Pars, lui dit madame Leblanc : tu ne peux pas laisser échapper une pareille chance.

— C’est que la ville ne me tente pas.

— Va te faire un nom et une fortune ; tu reviendras.

Cet avis comblait les secrets désirs d’Édouard. Cependant, il fit des objections, pour la forme.

Madame Leblanc ne fut pas dupe et lui dit : je sais que tu feras un sacrifice en nous quittant, mais c’est moi qui te le demande. — Oh ! les touchantes ruses de l’amour…

Édouard l’embrassa, pour cacher son émotion.

Il répondit à Langlois & Alarie qu’il acceptait et annonça son arrivée dans une semaine.

Il ne voulut pas partir sans avoir revu Blanche Coutu.

Il y alla, une après-midi, et il la trouva seule.

Blanche le reçut très aimablement, mais elle, d’habitude si maîtresse d’elle-même, elle se sentit intimidée en se trouvant, pour la première fois, en tête-à-tête.

Prétextant avoir quelque chose à dire à sa mère, elle sortit un instant du salon, et quand elle revint, elle avait réussi à surmonter son trouble et sut le dissimuler.

Édouard lui annonça qu’il partait pour Montréal ; la douleur lui monta aux yeux et sa main se tendit involontairement vers le jeune homme pour le retenir.

Je regrette, dit Édouard, qu’il me faille si tôt cesser de vous voir, après vous avoir connue depuis si peu de temps. — Ces jeunes gens, ils ne savent que faire des ravages et partir, ensuite, sans les réparer.

Il avait beaucoup d’inclination pour Blanche et n’était pourtant pas assez clairvoyant pour apercevoir ce qu’elle ressentait pour lui.

Il eût mérité de perdre ce trésor.

Vous serez regretté ici, dit Blanche, avec aux lèvres un petit sourire nerveux qui eût pu se changer en un sanglot.

— Moi aussi, je regretterai les gens d’ici.

Blanche possédait une jolie voix ; il lui demanda, comme une faveur, de lui chanter quelque chose, voulant, disait-il galamment, que son dernier souvenir d’elle fut plus vivace.
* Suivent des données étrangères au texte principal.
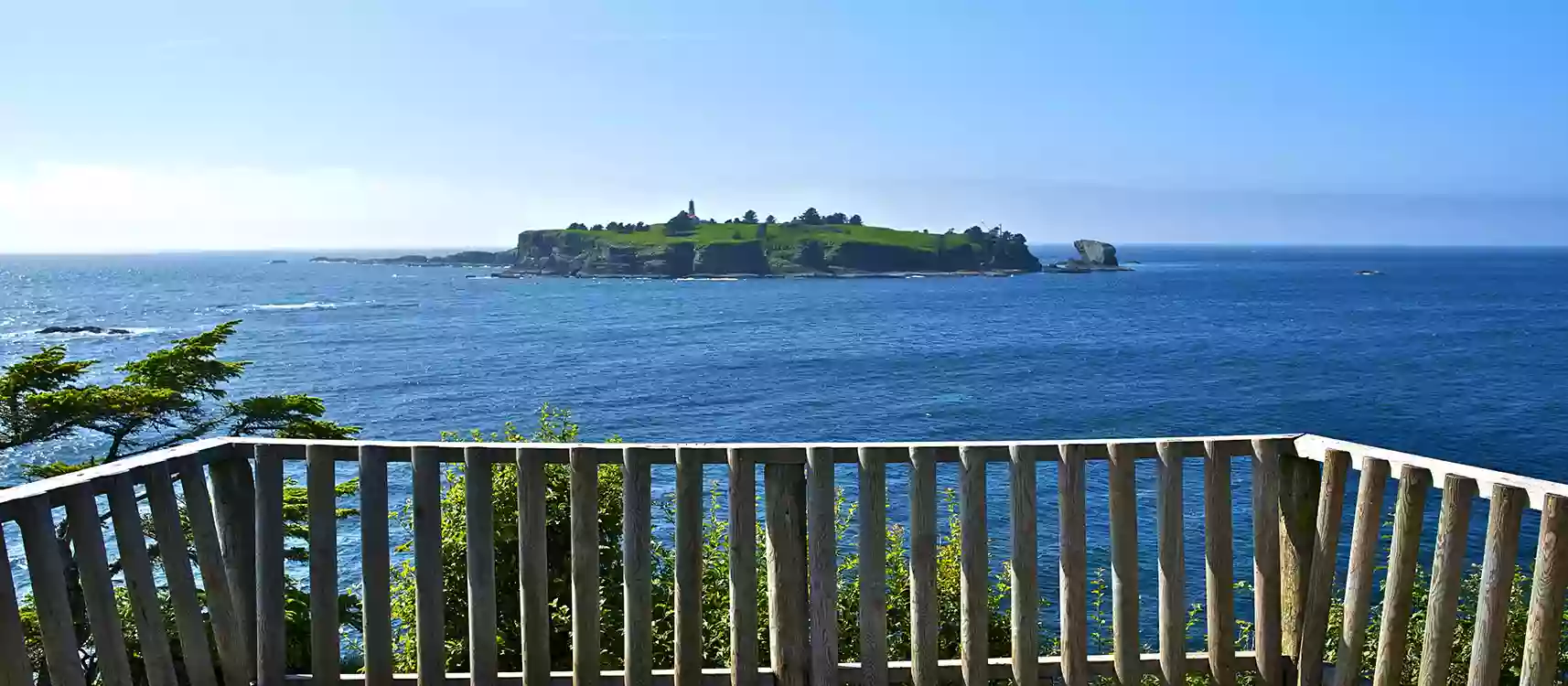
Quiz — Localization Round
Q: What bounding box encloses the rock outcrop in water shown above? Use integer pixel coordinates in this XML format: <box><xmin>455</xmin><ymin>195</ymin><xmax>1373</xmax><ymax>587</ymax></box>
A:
<box><xmin>1046</xmin><ymin>238</ymin><xmax>1133</xmax><ymax>274</ymax></box>
<box><xmin>510</xmin><ymin>224</ymin><xmax>1041</xmax><ymax>277</ymax></box>
<box><xmin>38</xmin><ymin>326</ymin><xmax>132</xmax><ymax>335</ymax></box>
<box><xmin>310</xmin><ymin>249</ymin><xmax>518</xmax><ymax>266</ymax></box>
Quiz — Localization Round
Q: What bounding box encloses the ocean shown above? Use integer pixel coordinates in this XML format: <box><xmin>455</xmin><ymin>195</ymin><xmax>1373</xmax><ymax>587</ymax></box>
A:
<box><xmin>0</xmin><ymin>246</ymin><xmax>1568</xmax><ymax>623</ymax></box>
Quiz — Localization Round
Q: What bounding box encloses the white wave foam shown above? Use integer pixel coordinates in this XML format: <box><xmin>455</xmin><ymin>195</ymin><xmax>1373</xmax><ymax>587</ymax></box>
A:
<box><xmin>250</xmin><ymin>301</ymin><xmax>339</xmax><ymax>310</ymax></box>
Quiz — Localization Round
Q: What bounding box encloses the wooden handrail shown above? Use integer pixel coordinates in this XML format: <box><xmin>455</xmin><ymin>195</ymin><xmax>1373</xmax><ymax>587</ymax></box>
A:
<box><xmin>0</xmin><ymin>434</ymin><xmax>1568</xmax><ymax>686</ymax></box>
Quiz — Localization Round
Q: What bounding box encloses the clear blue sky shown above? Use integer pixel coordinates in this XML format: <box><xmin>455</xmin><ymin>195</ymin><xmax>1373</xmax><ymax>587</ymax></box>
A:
<box><xmin>0</xmin><ymin>0</ymin><xmax>1568</xmax><ymax>252</ymax></box>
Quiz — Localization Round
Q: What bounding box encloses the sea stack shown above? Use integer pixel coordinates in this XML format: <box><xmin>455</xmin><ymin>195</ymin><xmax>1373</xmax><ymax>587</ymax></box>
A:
<box><xmin>1072</xmin><ymin>238</ymin><xmax>1122</xmax><ymax>266</ymax></box>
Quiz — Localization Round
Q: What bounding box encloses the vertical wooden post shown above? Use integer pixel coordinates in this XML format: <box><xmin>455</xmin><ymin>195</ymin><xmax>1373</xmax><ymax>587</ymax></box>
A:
<box><xmin>17</xmin><ymin>493</ymin><xmax>86</xmax><ymax>686</ymax></box>
<box><xmin>306</xmin><ymin>445</ymin><xmax>343</xmax><ymax>686</ymax></box>
<box><xmin>1296</xmin><ymin>449</ymin><xmax>1350</xmax><ymax>686</ymax></box>
<box><xmin>1203</xmin><ymin>440</ymin><xmax>1236</xmax><ymax>686</ymax></box>
<box><xmin>909</xmin><ymin>448</ymin><xmax>938</xmax><ymax>686</ymax></box>
<box><xmin>1008</xmin><ymin>445</ymin><xmax>1041</xmax><ymax>684</ymax></box>
<box><xmin>1372</xmin><ymin>466</ymin><xmax>1432</xmax><ymax>686</ymax></box>
<box><xmin>145</xmin><ymin>462</ymin><xmax>218</xmax><ymax>683</ymax></box>
<box><xmin>0</xmin><ymin>517</ymin><xmax>34</xmax><ymax>686</ymax></box>
<box><xmin>958</xmin><ymin>445</ymin><xmax>991</xmax><ymax>686</ymax></box>
<box><xmin>569</xmin><ymin>448</ymin><xmax>602</xmax><ymax>686</ymax></box>
<box><xmin>1520</xmin><ymin>495</ymin><xmax>1568</xmax><ymax>686</ymax></box>
<box><xmin>518</xmin><ymin>448</ymin><xmax>551</xmax><ymax>686</ymax></box>
<box><xmin>729</xmin><ymin>448</ymin><xmax>757</xmax><ymax>686</ymax></box>
<box><xmin>676</xmin><ymin>448</ymin><xmax>703</xmax><ymax>686</ymax></box>
<box><xmin>1278</xmin><ymin>456</ymin><xmax>1324</xmax><ymax>658</ymax></box>
<box><xmin>1333</xmin><ymin>457</ymin><xmax>1388</xmax><ymax>686</ymax></box>
<box><xmin>1105</xmin><ymin>444</ymin><xmax>1144</xmax><ymax>686</ymax></box>
<box><xmin>360</xmin><ymin>445</ymin><xmax>392</xmax><ymax>686</ymax></box>
<box><xmin>806</xmin><ymin>448</ymin><xmax>839</xmax><ymax>686</ymax></box>
<box><xmin>177</xmin><ymin>456</ymin><xmax>251</xmax><ymax>683</ymax></box>
<box><xmin>463</xmin><ymin>446</ymin><xmax>497</xmax><ymax>686</ymax></box>
<box><xmin>107</xmin><ymin>475</ymin><xmax>179</xmax><ymax>686</ymax></box>
<box><xmin>413</xmin><ymin>446</ymin><xmax>446</xmax><ymax>686</ymax></box>
<box><xmin>1252</xmin><ymin>440</ymin><xmax>1284</xmax><ymax>686</ymax></box>
<box><xmin>865</xmin><ymin>448</ymin><xmax>887</xmax><ymax>686</ymax></box>
<box><xmin>207</xmin><ymin>444</ymin><xmax>255</xmax><ymax>680</ymax></box>
<box><xmin>762</xmin><ymin>464</ymin><xmax>811</xmax><ymax>686</ymax></box>
<box><xmin>255</xmin><ymin>445</ymin><xmax>291</xmax><ymax>686</ymax></box>
<box><xmin>1057</xmin><ymin>445</ymin><xmax>1089</xmax><ymax>686</ymax></box>
<box><xmin>1469</xmin><ymin>484</ymin><xmax>1529</xmax><ymax>684</ymax></box>
<box><xmin>1416</xmin><ymin>475</ymin><xmax>1477</xmax><ymax>686</ymax></box>
<box><xmin>64</xmin><ymin>484</ymin><xmax>130</xmax><ymax>686</ymax></box>
<box><xmin>1155</xmin><ymin>440</ymin><xmax>1187</xmax><ymax>684</ymax></box>
<box><xmin>621</xmin><ymin>448</ymin><xmax>654</xmax><ymax>686</ymax></box>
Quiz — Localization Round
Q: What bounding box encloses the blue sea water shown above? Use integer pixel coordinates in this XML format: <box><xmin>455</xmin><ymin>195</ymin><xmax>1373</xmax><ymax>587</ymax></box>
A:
<box><xmin>0</xmin><ymin>246</ymin><xmax>1568</xmax><ymax>638</ymax></box>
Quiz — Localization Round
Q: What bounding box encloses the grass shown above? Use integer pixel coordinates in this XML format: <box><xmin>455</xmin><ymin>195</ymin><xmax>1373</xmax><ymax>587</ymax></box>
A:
<box><xmin>563</xmin><ymin>224</ymin><xmax>969</xmax><ymax>252</ymax></box>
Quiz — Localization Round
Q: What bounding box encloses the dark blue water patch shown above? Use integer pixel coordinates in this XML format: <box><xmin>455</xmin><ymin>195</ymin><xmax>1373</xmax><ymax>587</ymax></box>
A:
<box><xmin>0</xmin><ymin>246</ymin><xmax>1568</xmax><ymax>642</ymax></box>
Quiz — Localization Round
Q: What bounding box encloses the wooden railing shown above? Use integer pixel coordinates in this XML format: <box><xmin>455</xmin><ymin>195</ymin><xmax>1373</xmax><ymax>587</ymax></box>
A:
<box><xmin>0</xmin><ymin>435</ymin><xmax>1568</xmax><ymax>686</ymax></box>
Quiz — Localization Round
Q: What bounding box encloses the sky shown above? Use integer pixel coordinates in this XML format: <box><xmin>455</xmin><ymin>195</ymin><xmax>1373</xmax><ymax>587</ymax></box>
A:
<box><xmin>0</xmin><ymin>0</ymin><xmax>1568</xmax><ymax>252</ymax></box>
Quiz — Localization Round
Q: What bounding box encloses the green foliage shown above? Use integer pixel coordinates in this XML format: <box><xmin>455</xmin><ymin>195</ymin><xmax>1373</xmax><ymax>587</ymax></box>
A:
<box><xmin>0</xmin><ymin>321</ymin><xmax>360</xmax><ymax>683</ymax></box>
<box><xmin>392</xmin><ymin>404</ymin><xmax>624</xmax><ymax>672</ymax></box>
<box><xmin>0</xmin><ymin>346</ymin><xmax>97</xmax><ymax>449</ymax></box>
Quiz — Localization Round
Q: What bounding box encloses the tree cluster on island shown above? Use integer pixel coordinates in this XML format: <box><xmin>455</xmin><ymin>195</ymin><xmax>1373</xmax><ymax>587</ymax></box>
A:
<box><xmin>566</xmin><ymin>207</ymin><xmax>865</xmax><ymax>237</ymax></box>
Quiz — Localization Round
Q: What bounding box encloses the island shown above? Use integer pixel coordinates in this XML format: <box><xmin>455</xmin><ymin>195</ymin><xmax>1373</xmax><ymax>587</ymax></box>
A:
<box><xmin>312</xmin><ymin>202</ymin><xmax>1043</xmax><ymax>279</ymax></box>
Elle accepta et se mit au piano.

Il tournait les pages de la romance, Tu me diras, de Chaminade.

Tout-à-coup, la voix de la chanteuse faiblit et elle dut s’interrompre.

Qu’avez-vous, mademoiselle, demanda Édouard, surpris, en la regardant plus attentivement ?

Les pleurs l’aveuglaient ; elle jeta sur lui un regard qu’il comprit.

Blanche, — et ce nom lui vint tout naturellement aux lèvres — Blanche, qu’avez-vous ? Ne pleurez plus : Je vous aime.

Il était à genoux devant elle.

Il la conduisit à un siège ; et là, courbé vers elle, il la consola comme une enfant, mettant du soleil dans son chagrin et faisant venir le sourire à ses lèvres, qui tremblaient tellement encore qu’elle en faisait pitié, la pauvrette.

Ce sont des moments délicieux et ineffables comme celui-là qui nous font, plus tard, regretter notre jeunesse.

Il lui parlait tout doucement, faisant passer dans son amour toute la force et la caresse de sa jeunesse pure.

Sans jamais l’avoir appris, il savait parler d’amour ; et Blanche croyait rêver.

Ils dirent tout : lui, son besoin d’amour et d’affection, et son désir de se consacrer à son bonheur ; elle, sa tendresse timide et lointaine, et les trésors de dévouement qu’elle voulait prodiguer pour lui.

Longtemps ils se parlèrent ainsi ; ils se promirent de s’aimer toujours, de s’écrire et de se revoir le plus tôt possible.